My favorite part of role-playing games is character creation. Yeah, the storytelling and the hacking-and-slashing is fun too, but there’s something about creating a person out of nothing. “Today, I think I’ll create a cowboy.” “Now, I’m going to make a mermaid.” It’s Godlike, isn’t it?
In role-playing games, depending on the particular game, character creation can be as simple as rolling some dice to randomly figure out how strong, smart, and skilled your character is. Or it can be as detailed as figuring out exactly what he’s been doing every year of his life up to the point that the game begins. Where all new role-playing characters are alike is that they’re all just numbers and notes on a piece of paper until the game — the story — begins. But that’s what I love about them. They’re so full of potential, of the promise of adventures and stories to come.
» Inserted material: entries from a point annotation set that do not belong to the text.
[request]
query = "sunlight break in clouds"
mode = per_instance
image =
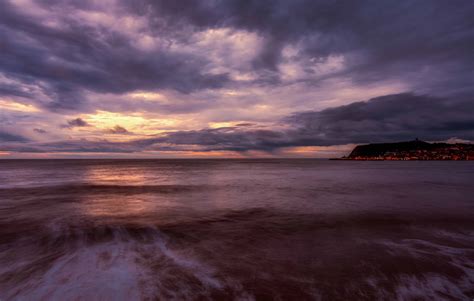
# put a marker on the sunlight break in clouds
(164, 77)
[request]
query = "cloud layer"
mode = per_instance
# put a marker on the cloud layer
(143, 75)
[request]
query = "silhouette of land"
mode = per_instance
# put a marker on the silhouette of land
(412, 150)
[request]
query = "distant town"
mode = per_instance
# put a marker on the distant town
(412, 150)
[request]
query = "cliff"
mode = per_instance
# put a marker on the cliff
(413, 150)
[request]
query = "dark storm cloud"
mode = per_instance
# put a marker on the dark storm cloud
(78, 122)
(68, 60)
(379, 39)
(382, 39)
(8, 137)
(388, 118)
(39, 131)
(118, 130)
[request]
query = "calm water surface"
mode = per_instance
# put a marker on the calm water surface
(236, 230)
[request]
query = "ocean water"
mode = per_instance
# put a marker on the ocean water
(236, 230)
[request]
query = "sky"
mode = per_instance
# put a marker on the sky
(210, 78)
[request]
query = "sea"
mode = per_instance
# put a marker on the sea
(236, 229)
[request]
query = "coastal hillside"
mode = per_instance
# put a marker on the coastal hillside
(413, 150)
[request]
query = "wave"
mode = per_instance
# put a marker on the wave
(98, 189)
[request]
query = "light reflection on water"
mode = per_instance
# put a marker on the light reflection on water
(239, 229)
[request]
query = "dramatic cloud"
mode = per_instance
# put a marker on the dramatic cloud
(237, 76)
(118, 130)
(78, 122)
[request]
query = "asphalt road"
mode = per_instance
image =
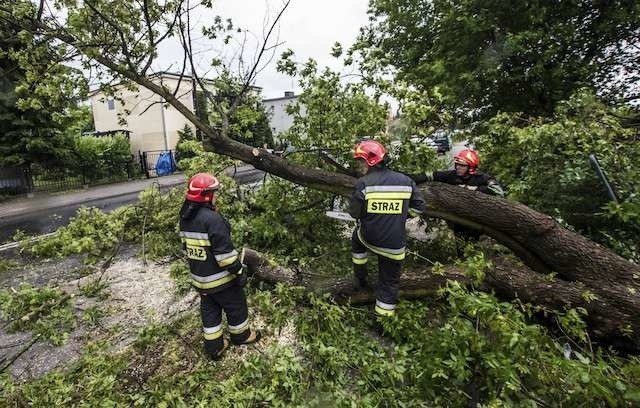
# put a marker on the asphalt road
(37, 220)
(47, 218)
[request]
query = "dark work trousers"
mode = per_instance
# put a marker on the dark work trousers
(388, 276)
(234, 303)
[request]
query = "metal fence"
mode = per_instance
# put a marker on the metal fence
(23, 180)
(15, 180)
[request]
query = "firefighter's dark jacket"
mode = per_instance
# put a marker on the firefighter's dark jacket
(478, 181)
(206, 237)
(381, 201)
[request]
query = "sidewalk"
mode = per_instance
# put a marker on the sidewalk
(22, 206)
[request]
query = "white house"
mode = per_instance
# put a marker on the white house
(152, 123)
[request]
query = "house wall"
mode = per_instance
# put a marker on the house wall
(279, 119)
(148, 128)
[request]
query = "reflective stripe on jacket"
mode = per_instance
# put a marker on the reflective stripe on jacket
(382, 200)
(207, 243)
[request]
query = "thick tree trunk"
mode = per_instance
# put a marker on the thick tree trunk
(542, 243)
(609, 318)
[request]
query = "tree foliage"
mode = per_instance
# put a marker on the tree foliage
(37, 94)
(545, 163)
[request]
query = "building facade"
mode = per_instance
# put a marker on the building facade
(153, 125)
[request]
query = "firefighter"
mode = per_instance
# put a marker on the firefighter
(465, 175)
(381, 202)
(216, 270)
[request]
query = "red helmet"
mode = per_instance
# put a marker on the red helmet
(201, 187)
(371, 151)
(469, 158)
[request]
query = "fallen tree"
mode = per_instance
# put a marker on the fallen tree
(127, 51)
(610, 322)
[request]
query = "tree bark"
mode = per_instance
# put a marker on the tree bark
(609, 317)
(536, 238)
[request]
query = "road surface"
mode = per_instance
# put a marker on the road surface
(46, 213)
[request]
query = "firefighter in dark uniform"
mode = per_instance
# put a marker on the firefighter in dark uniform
(216, 271)
(465, 175)
(381, 202)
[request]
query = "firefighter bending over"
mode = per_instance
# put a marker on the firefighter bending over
(465, 175)
(381, 202)
(216, 271)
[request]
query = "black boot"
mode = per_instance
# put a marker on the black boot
(360, 274)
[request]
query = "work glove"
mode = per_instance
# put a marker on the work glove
(421, 177)
(239, 269)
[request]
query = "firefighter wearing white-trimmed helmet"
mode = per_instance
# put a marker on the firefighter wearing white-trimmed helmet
(216, 268)
(381, 202)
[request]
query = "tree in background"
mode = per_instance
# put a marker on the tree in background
(37, 97)
(545, 163)
(487, 57)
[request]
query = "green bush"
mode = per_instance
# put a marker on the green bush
(545, 164)
(101, 157)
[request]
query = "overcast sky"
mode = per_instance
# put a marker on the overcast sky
(309, 28)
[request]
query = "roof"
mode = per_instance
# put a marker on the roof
(282, 98)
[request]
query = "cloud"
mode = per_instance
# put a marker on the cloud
(309, 28)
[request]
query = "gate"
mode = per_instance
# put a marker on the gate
(15, 180)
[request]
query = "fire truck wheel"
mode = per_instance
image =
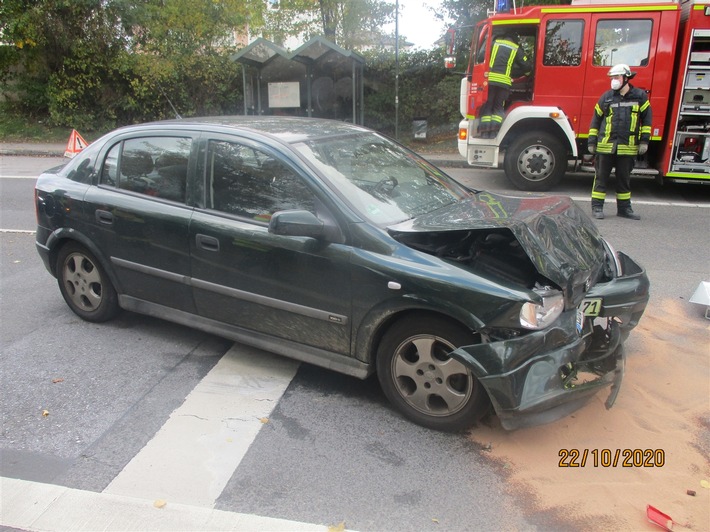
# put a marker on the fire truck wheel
(535, 161)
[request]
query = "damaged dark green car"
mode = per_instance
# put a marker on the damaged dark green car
(330, 244)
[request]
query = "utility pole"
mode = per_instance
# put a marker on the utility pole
(396, 70)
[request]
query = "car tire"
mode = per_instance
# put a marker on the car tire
(535, 161)
(422, 381)
(84, 284)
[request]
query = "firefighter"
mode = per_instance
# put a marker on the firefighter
(507, 60)
(619, 132)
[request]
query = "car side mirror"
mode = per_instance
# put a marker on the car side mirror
(296, 223)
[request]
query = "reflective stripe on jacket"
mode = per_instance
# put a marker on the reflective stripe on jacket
(620, 123)
(506, 56)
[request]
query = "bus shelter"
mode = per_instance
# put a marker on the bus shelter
(319, 80)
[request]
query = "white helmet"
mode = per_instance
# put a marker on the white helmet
(621, 70)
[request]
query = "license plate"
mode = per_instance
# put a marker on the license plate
(591, 307)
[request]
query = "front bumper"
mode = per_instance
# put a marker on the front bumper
(545, 375)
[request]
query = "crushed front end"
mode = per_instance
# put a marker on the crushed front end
(541, 376)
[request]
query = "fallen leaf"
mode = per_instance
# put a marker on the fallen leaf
(160, 503)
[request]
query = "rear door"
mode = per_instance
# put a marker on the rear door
(294, 288)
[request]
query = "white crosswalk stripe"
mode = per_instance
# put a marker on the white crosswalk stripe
(195, 453)
(185, 466)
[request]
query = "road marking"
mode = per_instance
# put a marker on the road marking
(29, 505)
(194, 454)
(650, 202)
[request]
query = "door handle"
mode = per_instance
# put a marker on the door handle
(208, 243)
(104, 217)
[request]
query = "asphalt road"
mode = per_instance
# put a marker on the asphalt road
(82, 401)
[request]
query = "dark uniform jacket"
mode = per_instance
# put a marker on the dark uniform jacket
(508, 60)
(620, 123)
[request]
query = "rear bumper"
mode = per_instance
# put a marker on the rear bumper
(543, 376)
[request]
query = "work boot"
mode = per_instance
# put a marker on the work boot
(598, 209)
(627, 212)
(624, 210)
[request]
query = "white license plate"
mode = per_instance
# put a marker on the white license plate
(591, 307)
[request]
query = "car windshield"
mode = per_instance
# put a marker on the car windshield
(384, 182)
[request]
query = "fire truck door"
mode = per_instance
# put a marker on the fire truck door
(560, 64)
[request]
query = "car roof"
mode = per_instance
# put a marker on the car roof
(285, 128)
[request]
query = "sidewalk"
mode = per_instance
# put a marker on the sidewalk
(30, 149)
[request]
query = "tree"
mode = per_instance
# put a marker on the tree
(90, 63)
(351, 24)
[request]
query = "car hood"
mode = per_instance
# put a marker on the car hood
(560, 240)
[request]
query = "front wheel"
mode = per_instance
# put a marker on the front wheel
(422, 381)
(84, 284)
(535, 161)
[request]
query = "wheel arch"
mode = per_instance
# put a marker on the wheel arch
(543, 125)
(60, 238)
(369, 350)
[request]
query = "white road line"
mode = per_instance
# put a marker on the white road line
(649, 202)
(33, 506)
(193, 456)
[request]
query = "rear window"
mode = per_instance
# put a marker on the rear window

It’s the same with writing. I usually start with a character. Sometimes I start with a plot element or a concept, but even then I can’t get excited about it until I start to figure out who’s going to be affected by those things. The characters are the fascinating part and creating them is one of my favorite things to do.
Unfortunately, it’s easy to get sloppy with this part of storytelling, even if you like doing it. Like in the more simple role-playing games, it’s tempting to just throw some information together and think you have a character. Unless you spend some real time on it though, most of the time all you’ve got is a cliché: a Conan rip-off or (if you’re writing comics) the umpteenth version of Wolverine. I fall into this trap all the time. It’s easy to just imagine “brooding loner” and because you’ve seen that character done so many times, think you’ve got a character. You don’t realize that just because this brooding loner was written by you, it doesn’t make him better than the countless brooding loners who’ve come before. No one’s going to care about this guy unless you do something different with him. And that takes work.
Angela Booth has an interesting process for creating characters that I’d like to try. She looks over magazine ads and starts imagining what the people in them are like. She suggests doing the same thing with paintings, and it occurs to me that paintings (especially landscapes) are also good tools for developing settings.
She also links to a helpful tool for digging deeper into who your character is. Yeah, you know your brooding loner has long, black hair and a perpetual scowl, but do you know what kind of music he likes or what his most treasured memory is? ‘Cause you kinda should.